Paper Link:
Overview
Automatic Speech Recognition (ASR) models, like Whisper, perform exceptionally well in high-resource languages under clean audio conditions—but their robustness under noisy, low-resource environments remains uncertain.
In this project, we conduct the first systematic study of ASR robustness to noise for Sundanese and Javanese, two of Indonesia’s largest regional languages, by evaluating Whisper models under diverse noise conditions and training strategies
Methodology
Our pipeline combines SpecAugment and noise-aware training (NoiseTrain) to improve recognition in low signal-to-noise ratio (SNR) environments:
Data: We fine-tune Whisper on the OpenSLR corpora (≈60h training per language)
Noise Simulation: We mix background sounds from AudioSet (e.g., traffic, chatter, sirens) across 10 SNR levels.
Evaluation: Models are tested on both clean and noisy versions of the data using Word Error Rate (WER) and Character Error Rate (CER) as metrics.
Key Findings
Noise-aware fine-tuning improves robustness dramatically under low-SNR conditions, reducing WER by over 50% compared to clean-only training
SpecAugment also improves stability across moderate noise but is less effective under extreme noise.
Javanese errors are dominated by consonant and diacritic mistakes, while Sundanese shows more vowel confusions.

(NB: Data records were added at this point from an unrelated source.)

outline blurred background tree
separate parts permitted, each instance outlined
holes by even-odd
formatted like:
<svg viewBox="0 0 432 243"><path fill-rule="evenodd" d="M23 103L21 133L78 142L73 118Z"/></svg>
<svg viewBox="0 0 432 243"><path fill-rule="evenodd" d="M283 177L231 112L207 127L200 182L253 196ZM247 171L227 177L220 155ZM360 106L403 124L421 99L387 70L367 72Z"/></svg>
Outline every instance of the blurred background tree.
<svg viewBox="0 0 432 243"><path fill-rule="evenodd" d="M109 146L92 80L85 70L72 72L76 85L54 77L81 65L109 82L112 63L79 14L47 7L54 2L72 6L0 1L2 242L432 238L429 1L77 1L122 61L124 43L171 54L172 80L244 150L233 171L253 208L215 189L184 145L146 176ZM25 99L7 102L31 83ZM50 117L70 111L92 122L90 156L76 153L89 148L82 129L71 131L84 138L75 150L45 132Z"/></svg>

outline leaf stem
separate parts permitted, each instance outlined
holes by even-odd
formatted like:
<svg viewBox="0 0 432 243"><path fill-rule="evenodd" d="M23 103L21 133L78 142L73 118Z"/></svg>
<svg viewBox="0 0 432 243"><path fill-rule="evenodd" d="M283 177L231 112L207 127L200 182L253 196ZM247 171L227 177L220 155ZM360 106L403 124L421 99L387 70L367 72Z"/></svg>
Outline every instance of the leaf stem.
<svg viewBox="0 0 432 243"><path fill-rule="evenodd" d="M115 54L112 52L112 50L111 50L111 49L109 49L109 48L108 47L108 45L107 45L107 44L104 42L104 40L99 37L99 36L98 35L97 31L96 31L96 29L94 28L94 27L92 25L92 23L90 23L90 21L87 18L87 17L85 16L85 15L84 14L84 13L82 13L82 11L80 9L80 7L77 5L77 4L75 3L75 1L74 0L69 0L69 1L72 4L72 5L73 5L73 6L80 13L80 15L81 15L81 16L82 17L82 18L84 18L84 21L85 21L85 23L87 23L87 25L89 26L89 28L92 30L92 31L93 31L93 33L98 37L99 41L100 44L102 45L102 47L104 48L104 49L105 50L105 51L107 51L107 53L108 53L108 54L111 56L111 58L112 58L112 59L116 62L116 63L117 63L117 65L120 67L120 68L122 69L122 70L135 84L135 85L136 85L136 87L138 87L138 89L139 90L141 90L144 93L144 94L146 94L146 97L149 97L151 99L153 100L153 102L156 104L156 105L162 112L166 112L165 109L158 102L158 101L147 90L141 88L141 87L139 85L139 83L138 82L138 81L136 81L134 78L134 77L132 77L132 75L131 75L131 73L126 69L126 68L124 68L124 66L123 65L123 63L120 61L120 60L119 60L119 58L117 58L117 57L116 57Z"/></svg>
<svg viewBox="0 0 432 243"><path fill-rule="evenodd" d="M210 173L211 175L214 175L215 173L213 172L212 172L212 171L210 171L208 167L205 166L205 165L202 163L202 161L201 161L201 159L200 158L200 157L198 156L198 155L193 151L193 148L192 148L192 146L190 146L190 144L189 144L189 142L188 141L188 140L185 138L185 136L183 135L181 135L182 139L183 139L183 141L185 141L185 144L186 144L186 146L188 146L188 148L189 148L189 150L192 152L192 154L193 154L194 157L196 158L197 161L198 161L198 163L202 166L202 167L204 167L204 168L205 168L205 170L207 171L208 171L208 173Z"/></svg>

Larger Whisper models (e.g., Large-v3) achieve the best trade-off between robustness and efficiency.
Insights & Impact
This work highlights that ASR models still struggle in multilingual, noisy environments, especially for agglutinative, underrepresented languages. By integrating noise-aware and augmentation-based training, we provide a reproducible framework for developing robust ASR systems for low-resource languages—an essential step toward inclusive speech technologies.
Future Directions
We plan to expand this work toward dialect-aware fine-tuning and integrate speech enhancement front-ends for real-world noise handling.